There is hope that UC-Riverside’s plans for a School of Medicine will help address the region’s shortage in doctors. The school will be the first public medical school to be built in California in more than 40 years.

The coalition estimates that if Riverside County had the recommended number of physicians per capita, the $1 million generated per practice would funnel nearly $5 billion per year into the local economy.

The idea is that a local medical school will help retain physicians because there is a tendency for graduates and alumni of residency programs to stay within a radius of 50 to100 miles of where they complete their training.

Patchin, however, acknowledged that retaining doctors in a county that has some of the lowest reimbursement rates in the state could prove difficult.

“That’s why it’s hard to recruit and retain physicians when they can go to other parts of the country and have a better income,” she said. “It’s an unsustainable practice plan to try to survive on Medicare and Medi-Cal. They don’t pay enough to pay the overhead, let alone let the physician take any income out of the practice.”

Rising Demand, Diminished Funding

As the effects of the recession have taken hold in the Inland Empire, officials are worried that an overtaxed health care system — already hurt by low reimbursement rates and state cuts — could be pushed to the brink. Since 2008, the county has been forced to reduce the number of family care center visits by 30,000 due to state budget cuts, according to numbers provided by Patchin. In 2009, patient visit demand reached 175,000, but the county health system was only able to accommodate 160,000 visits. That disparity is expected to worsen this year.

Meanwhile, unemployment in the county has topped 14%, and with it, the number of the uninsured has grown.

As of 2007, 513,860 county residents, or 28% of the population, were uninsured.

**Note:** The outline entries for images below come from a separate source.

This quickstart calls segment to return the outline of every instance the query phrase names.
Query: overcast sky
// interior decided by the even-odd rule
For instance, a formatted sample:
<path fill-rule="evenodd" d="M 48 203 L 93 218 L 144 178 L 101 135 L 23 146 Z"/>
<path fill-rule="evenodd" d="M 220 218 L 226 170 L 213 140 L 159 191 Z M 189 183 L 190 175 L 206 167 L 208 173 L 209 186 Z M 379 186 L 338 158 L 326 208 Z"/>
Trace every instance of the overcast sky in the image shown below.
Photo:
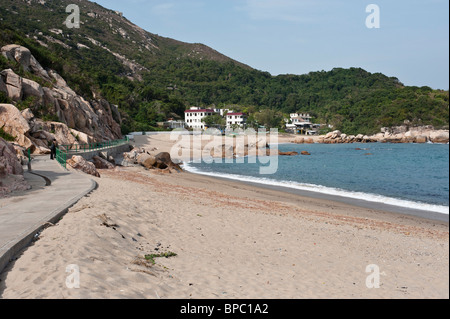
<path fill-rule="evenodd" d="M 96 0 L 143 29 L 278 74 L 361 67 L 449 89 L 448 0 Z M 379 28 L 368 28 L 370 4 Z M 369 19 L 370 21 L 375 21 Z"/>

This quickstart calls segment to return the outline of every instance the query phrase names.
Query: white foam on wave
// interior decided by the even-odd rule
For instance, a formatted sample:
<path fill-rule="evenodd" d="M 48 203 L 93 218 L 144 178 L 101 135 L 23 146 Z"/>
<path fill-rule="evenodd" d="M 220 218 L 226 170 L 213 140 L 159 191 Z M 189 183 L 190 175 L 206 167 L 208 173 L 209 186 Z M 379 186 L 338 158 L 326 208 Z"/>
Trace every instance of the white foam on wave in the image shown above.
<path fill-rule="evenodd" d="M 234 174 L 226 174 L 226 173 L 204 172 L 195 167 L 192 167 L 191 165 L 189 165 L 189 163 L 184 163 L 184 169 L 190 173 L 199 174 L 199 175 L 222 177 L 222 178 L 237 180 L 237 181 L 241 181 L 241 182 L 250 182 L 250 183 L 257 183 L 257 184 L 263 184 L 263 185 L 269 185 L 269 186 L 287 187 L 287 188 L 298 189 L 298 190 L 303 190 L 303 191 L 310 191 L 310 192 L 326 194 L 326 195 L 347 197 L 347 198 L 352 198 L 352 199 L 364 200 L 367 202 L 382 203 L 382 204 L 398 206 L 398 207 L 403 207 L 403 208 L 418 209 L 418 210 L 423 210 L 423 211 L 430 211 L 430 212 L 436 212 L 436 213 L 440 213 L 440 214 L 449 215 L 449 207 L 448 206 L 413 202 L 413 201 L 392 198 L 392 197 L 387 197 L 387 196 L 377 195 L 377 194 L 352 192 L 352 191 L 347 191 L 347 190 L 343 190 L 343 189 L 326 187 L 326 186 L 321 186 L 321 185 L 314 185 L 314 184 L 301 184 L 301 183 L 292 182 L 292 181 L 277 181 L 277 180 L 273 180 L 273 179 L 269 179 L 269 178 L 262 178 L 262 177 L 252 177 L 252 176 L 234 175 Z"/>

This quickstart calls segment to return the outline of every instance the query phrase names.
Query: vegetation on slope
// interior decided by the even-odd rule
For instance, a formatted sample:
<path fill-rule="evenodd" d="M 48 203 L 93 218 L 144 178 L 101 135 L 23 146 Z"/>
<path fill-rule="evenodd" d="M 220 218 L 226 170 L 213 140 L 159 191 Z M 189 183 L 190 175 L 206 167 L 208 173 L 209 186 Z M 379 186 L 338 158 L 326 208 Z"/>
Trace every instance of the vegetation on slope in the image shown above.
<path fill-rule="evenodd" d="M 28 47 L 78 94 L 119 105 L 124 133 L 152 130 L 169 117 L 183 119 L 191 105 L 232 105 L 271 126 L 281 126 L 288 113 L 309 112 L 316 122 L 348 134 L 372 134 L 405 121 L 448 128 L 448 91 L 405 87 L 360 68 L 272 76 L 204 45 L 146 32 L 85 0 L 78 1 L 81 28 L 68 29 L 62 21 L 69 3 L 0 0 L 0 45 Z M 0 59 L 0 69 L 7 67 L 22 72 Z"/>

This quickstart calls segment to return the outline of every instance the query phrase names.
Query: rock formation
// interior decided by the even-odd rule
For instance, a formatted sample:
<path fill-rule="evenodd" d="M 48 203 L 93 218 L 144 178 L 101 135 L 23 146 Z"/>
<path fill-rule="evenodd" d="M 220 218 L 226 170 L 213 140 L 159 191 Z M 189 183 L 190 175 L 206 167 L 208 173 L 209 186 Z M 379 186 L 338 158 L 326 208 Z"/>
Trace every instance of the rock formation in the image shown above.
<path fill-rule="evenodd" d="M 67 164 L 76 170 L 82 171 L 83 173 L 100 177 L 100 173 L 95 168 L 95 165 L 81 156 L 73 156 L 71 159 L 67 160 Z"/>
<path fill-rule="evenodd" d="M 15 148 L 0 138 L 0 197 L 30 188 L 23 177 L 22 164 L 17 158 Z"/>
<path fill-rule="evenodd" d="M 14 103 L 0 105 L 0 127 L 15 137 L 16 143 L 42 154 L 49 152 L 48 143 L 53 139 L 64 145 L 122 138 L 117 106 L 104 99 L 86 101 L 58 73 L 45 70 L 25 47 L 7 45 L 1 48 L 1 53 L 42 79 L 40 82 L 49 84 L 41 86 L 11 69 L 0 72 L 0 91 Z M 24 100 L 33 101 L 34 106 L 20 112 L 17 103 Z M 58 121 L 44 121 L 36 114 Z"/>

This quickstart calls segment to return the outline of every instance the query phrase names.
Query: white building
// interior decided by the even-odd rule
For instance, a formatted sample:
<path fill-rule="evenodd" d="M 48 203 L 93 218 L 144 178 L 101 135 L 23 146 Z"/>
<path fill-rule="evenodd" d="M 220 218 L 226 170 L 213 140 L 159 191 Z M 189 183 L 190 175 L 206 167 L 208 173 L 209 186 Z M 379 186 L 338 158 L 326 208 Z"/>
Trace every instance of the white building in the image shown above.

Enrollment in the Riverside County Medically Indigent Services program has more than doubled to 16,644 from 8,108 since the 2007 fiscal year, according to numbers proved by Patchin.

Despite these alarming numbers, Riverside County lags well behind other counties in reimbursements for people with annual incomes below the poverty level who cannot afford health insurance.

The county is the fifth fastest growing county for people living below the federal poverty level, but ranks fourth to last in allocations for that population, Brown said. Riverside officials said they want to get ahead of the curve now by addressing reimbursement rates because health care reform is expected to further increase the number of people receiving care through the county health system.

“One of the big questions is, are we going to be able to cover … the extra demand that’s going to be unleashed by this expanded coverage in the short term?” said Riverside County Supervisor Bob Buster, a longtime advocate for healthcare access.

“In some respects the problems are going to be outlined in even sharper relief in the next couple of years,” Buster said.